Bearing in mind that the diagnosis of prostate cancer based on histological examination of core biopsies may be subject to significant error, we can assume that, among the patients selected for the second validation step, the detection rate from the histological examination could not have achieved 100% accuracy. Parts of core biopsies representing carcinoma-bearing prostates could be extracted from non-cancerous prostate areas, while some patients classified as negative for PCa did in fact have disease. Such events are not uncommon because the 20-core biopsy approach can miss up to 10% of cancers (Fink ), and PCa can mimic benign prostate glands (Gaudin and Reuter, 1997). Thus, the most important attribute of a diagnostic biomarker for PCa would be the ability to detect cancer even when neoplastic cells are missed in needle biopsies, or in minimal residual cancer after radical prostatectomy.

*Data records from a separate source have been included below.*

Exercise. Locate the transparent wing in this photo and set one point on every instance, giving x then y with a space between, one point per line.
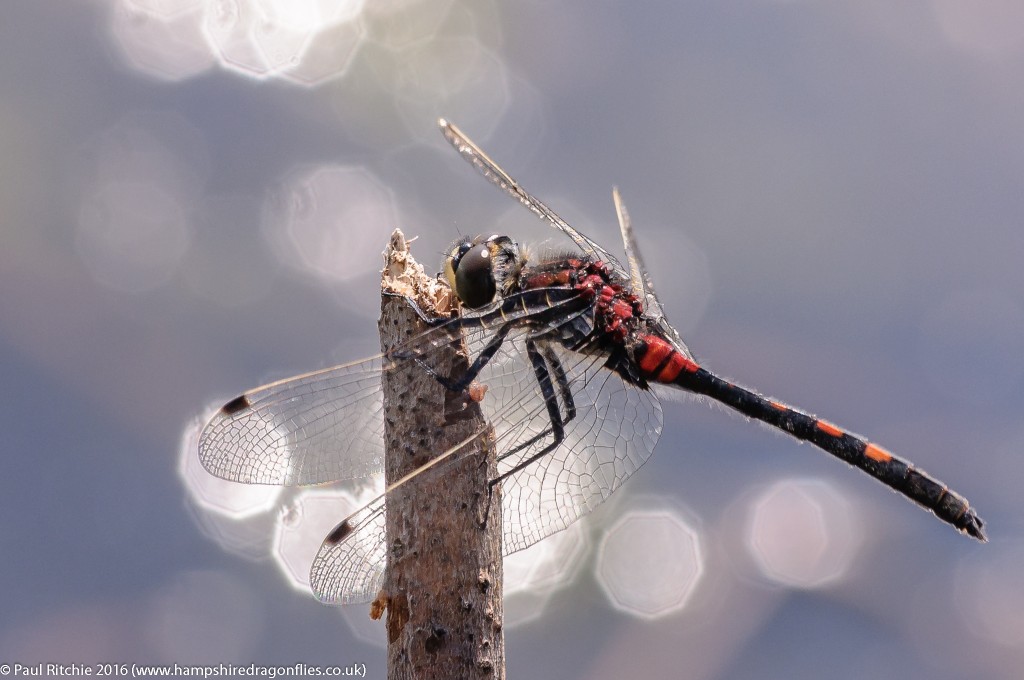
613 432
640 279
475 156
349 567
328 425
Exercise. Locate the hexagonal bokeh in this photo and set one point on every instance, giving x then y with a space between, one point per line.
162 38
650 562
802 533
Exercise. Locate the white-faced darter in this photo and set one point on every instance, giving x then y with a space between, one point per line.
569 348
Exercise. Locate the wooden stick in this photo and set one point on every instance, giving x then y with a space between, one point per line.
443 584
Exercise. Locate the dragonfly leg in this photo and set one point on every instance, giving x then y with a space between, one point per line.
542 359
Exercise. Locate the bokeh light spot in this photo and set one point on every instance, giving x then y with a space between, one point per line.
649 563
801 533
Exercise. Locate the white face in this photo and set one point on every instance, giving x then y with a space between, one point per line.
477 268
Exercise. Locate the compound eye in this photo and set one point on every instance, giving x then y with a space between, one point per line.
474 277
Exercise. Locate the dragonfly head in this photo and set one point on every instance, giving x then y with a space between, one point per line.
478 268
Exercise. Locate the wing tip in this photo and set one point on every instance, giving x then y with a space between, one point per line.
237 405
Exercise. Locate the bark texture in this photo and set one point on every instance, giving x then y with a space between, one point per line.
443 592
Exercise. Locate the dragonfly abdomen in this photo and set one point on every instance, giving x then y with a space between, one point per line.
660 362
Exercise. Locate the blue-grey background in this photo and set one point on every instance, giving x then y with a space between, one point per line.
829 200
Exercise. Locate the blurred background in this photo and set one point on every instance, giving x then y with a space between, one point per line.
195 195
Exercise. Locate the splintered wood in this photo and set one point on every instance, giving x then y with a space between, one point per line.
443 528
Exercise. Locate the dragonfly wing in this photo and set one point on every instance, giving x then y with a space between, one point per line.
349 566
614 431
640 278
318 427
479 160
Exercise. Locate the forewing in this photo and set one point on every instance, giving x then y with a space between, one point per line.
639 277
318 427
475 156
314 428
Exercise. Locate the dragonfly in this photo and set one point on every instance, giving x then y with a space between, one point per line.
571 351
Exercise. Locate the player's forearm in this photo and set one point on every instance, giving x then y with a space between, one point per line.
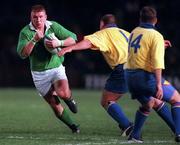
69 41
82 45
28 49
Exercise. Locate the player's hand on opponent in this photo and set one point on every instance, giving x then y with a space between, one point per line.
52 43
38 35
64 51
159 93
167 43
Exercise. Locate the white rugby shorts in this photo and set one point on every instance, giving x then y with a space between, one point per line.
44 79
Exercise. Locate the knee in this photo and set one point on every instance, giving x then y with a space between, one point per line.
105 102
157 103
150 104
63 94
175 98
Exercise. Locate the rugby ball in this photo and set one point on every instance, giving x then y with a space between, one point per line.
50 37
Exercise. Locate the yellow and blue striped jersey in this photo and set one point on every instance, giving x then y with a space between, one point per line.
113 44
146 49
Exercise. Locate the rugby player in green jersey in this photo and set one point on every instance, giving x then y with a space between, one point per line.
47 71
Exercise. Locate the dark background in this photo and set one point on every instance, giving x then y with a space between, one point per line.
82 17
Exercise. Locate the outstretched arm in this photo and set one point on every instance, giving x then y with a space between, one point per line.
82 45
167 43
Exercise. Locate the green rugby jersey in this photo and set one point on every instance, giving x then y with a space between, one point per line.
40 58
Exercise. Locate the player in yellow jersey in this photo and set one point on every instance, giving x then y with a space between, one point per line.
144 73
112 42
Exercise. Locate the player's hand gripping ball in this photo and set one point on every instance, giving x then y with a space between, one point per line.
50 37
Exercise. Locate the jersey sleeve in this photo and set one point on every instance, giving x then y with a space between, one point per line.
98 41
62 33
158 51
23 40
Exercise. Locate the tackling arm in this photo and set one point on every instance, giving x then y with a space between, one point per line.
82 45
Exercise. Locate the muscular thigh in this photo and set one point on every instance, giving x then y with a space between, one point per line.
116 82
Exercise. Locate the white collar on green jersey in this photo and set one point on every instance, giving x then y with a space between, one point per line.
47 24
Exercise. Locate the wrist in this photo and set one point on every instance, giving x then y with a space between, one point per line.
60 42
34 41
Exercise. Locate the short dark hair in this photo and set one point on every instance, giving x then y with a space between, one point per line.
108 19
38 8
148 14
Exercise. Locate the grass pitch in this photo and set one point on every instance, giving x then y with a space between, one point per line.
26 119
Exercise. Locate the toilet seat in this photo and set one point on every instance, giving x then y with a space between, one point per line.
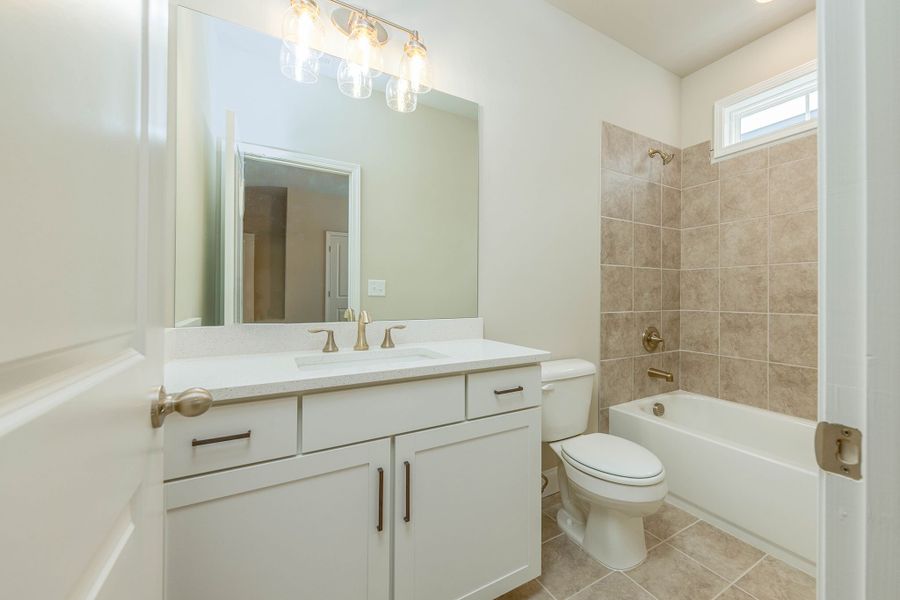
613 459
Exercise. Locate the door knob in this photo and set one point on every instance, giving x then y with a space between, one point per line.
192 402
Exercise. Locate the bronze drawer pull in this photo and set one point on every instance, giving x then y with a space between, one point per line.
518 388
406 514
224 438
380 525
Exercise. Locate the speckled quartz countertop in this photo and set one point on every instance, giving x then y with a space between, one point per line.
285 373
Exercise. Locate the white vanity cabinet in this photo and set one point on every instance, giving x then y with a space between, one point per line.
396 493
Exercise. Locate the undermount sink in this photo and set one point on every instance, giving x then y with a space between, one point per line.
389 358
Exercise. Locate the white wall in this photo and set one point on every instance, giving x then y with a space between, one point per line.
783 49
545 83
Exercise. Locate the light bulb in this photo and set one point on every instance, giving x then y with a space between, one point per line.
363 48
399 95
353 81
303 36
414 65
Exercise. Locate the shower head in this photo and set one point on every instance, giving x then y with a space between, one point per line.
666 156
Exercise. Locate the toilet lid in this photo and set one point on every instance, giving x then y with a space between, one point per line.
613 458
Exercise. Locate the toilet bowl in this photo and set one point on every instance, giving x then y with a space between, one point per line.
607 484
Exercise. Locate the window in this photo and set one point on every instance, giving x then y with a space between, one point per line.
784 106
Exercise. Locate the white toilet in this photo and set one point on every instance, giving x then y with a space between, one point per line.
607 484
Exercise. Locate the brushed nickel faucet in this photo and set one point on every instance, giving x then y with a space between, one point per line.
361 342
660 374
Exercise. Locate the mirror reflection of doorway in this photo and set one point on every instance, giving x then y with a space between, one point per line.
295 243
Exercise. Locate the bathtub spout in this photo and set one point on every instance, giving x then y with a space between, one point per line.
660 374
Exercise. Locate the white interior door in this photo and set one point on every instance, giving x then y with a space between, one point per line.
860 293
84 121
337 291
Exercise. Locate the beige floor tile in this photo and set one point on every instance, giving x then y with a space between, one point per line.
718 551
670 575
566 568
734 593
549 528
530 591
613 587
774 580
668 521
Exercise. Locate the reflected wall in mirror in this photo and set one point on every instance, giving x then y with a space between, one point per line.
295 202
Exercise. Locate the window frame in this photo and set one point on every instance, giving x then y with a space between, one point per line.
727 112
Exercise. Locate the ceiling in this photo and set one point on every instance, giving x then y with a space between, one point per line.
683 36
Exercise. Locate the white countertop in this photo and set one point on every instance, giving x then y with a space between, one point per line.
249 375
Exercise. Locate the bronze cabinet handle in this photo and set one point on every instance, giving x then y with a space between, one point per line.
407 468
518 388
224 438
380 526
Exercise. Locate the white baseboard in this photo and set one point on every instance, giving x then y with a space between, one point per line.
552 482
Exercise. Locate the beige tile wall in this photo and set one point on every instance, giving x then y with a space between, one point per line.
640 258
721 258
749 276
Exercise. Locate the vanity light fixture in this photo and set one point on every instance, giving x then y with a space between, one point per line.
303 37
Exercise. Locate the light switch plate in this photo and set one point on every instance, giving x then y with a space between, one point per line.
376 287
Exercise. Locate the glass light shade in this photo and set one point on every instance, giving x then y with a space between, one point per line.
363 49
295 66
399 95
414 66
353 81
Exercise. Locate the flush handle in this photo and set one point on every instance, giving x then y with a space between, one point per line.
839 449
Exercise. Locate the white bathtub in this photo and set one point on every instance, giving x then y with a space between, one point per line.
749 471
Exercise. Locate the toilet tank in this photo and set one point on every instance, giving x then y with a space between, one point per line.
566 403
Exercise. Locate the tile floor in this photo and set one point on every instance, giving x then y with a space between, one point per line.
688 559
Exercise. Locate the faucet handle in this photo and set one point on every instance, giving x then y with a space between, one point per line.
388 341
330 346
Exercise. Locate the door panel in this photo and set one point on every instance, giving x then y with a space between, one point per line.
302 527
81 315
474 508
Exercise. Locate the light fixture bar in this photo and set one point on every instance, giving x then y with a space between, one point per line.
363 11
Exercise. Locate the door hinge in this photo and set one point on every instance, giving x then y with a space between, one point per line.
839 449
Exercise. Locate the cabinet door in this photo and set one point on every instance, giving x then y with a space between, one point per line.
305 527
467 508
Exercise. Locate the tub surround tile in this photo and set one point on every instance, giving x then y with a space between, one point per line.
670 575
743 243
793 339
793 238
616 195
744 196
616 381
744 381
744 289
716 550
696 167
614 587
566 568
794 288
700 205
772 579
647 202
792 186
668 521
700 331
700 247
671 207
616 148
700 373
793 390
647 239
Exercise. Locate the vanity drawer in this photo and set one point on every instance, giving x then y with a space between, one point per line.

In summary, two large-scale surveys backed-up by qPCR-based measurements allowed us to establish, validate and compare the diagnostic potential of PCa biomarkers; however, further validation in clinical cohorts is required to confirm the low utility of mRNA-based biomarkers and the significantly greater utility of DNA methylation-based biomarkers. If they are confirmed, methylation-based biomarkers might support clinical decision-making for patients with suspected PCa following negative initial prostate biopsy.